Mercedes, VW & Co.: Einer blauer als der andere

Freitag, den 22. Mai 2009

Die neue Waffe im Werbekrieg der Autohersteller ist die Farbe Blau. Aber wie so oft werden dabei nur Scheingefechte geführt. Statt die Kunden mit nackten Zahlen zu beeindrucken (eben mit wirklich und deutlich sinkenden Verbrauchs- und CO2-Werten), werfen die Werbeabteilungen mit Kunstworten für schein-ökologische Fahrzeuge um sich. Die neue Trendfarbe ist ganz offensichtlich Blau. Wegen des blauen Planeten? Weil sauberes Wasser blau ist? Oder der Himmel? Wer weiß. Wie in der Werbung üblich muss es natürlich Englisch sein, weshalb dann „BlueMotion“ herauskommt (bei VW) oder „Blue Lion“ (Peugeot) oder „AdBlue“ (Aral).
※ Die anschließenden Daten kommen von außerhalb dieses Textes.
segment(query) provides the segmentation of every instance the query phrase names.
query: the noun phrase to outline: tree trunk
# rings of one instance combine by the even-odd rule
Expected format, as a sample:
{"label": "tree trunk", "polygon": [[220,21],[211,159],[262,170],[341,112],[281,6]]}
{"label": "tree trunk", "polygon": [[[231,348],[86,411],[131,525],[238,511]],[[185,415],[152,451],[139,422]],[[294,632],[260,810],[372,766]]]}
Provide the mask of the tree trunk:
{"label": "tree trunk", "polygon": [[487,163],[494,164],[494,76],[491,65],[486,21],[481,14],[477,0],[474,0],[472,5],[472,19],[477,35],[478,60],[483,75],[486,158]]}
Leider – oder zum Glück für die Werber? – versteht niemand die Begriffe. Was etwa soll „BlueMotion“ bedeuten? Blaue Bewegung? Klingt eigentlich nach gar nichts. Weil Volkswagen unter diesem Signum dicke Aufpreise verlangt, stimmt wohl eher, was Engländer hier verstehen würden: „traurige Bewegung“ – „blue“ bedeutet nämlich auch „bedrückt“ oder „traurig“ (wie in „Blues“). Für den Käufer ist es jedenfalls kein Vergnügen, wenn er viel Geld für für Banalitäten wie längere Getriebeübersetzung (also kleinere Rädchen im Getriebe) oder eine modifizierte Steuerungssoftware für den Anlasser bezahlen soll.

Die Verwirrung ist offensichtlich gewollt, denn sie verschleiert Defizite. VW etwa unterscheidet zwischen „BlueMotion“ und „Blue TDI“. Beim einen gibt’s weniger Verbrauch, beim anderen weniger Stickoxide in den Abgasen. Aber beides nicht serienmäßig, sondern gegen Aufpreis. Beim Passat etwa verkaufen die Wolfsburger beide Pakete in unterschiedlichen Modellvarianten. Beim „Blue TDI“ kriegt man fürs Geld wenigstens einen zugegeben aufwändig konstruierten Gegenwert mit Zusatztank und Spezialkatalysator. Beim „BlueMotion“ dagegen: Leichtlaufreifen, die längst in jedes Auto gehören, kosten ebenso ein Aufgeld wie die Tieferlegung, ein längerer fünfter Gang oder eine Schaltanzeige, die aus einem winzigen Pfeil im Cockpit und einer Software besteht.

Geradezu komisch wirkt bei genauer Betrachtung der Name des Hyundai-Brennstoffzellen-Konzeptfahrzeugs „i-Blue“ – als „eye blue“, also „Auge blau“ ließe sich das lesen. Ungekrönter Kaiser unter den Königen der scheinökologischen Verschleierungstaktik aber ist Mercedes: Von „BlueTec“ über „BlueTec Hybrid“ bis „BlueEfficiency“ ist alles zu haben. Doch trotz des Wortgeklingels belegt die Marke mit dem Stern beim Flottenverbrauch den letzten Platz der Premiumanbieter.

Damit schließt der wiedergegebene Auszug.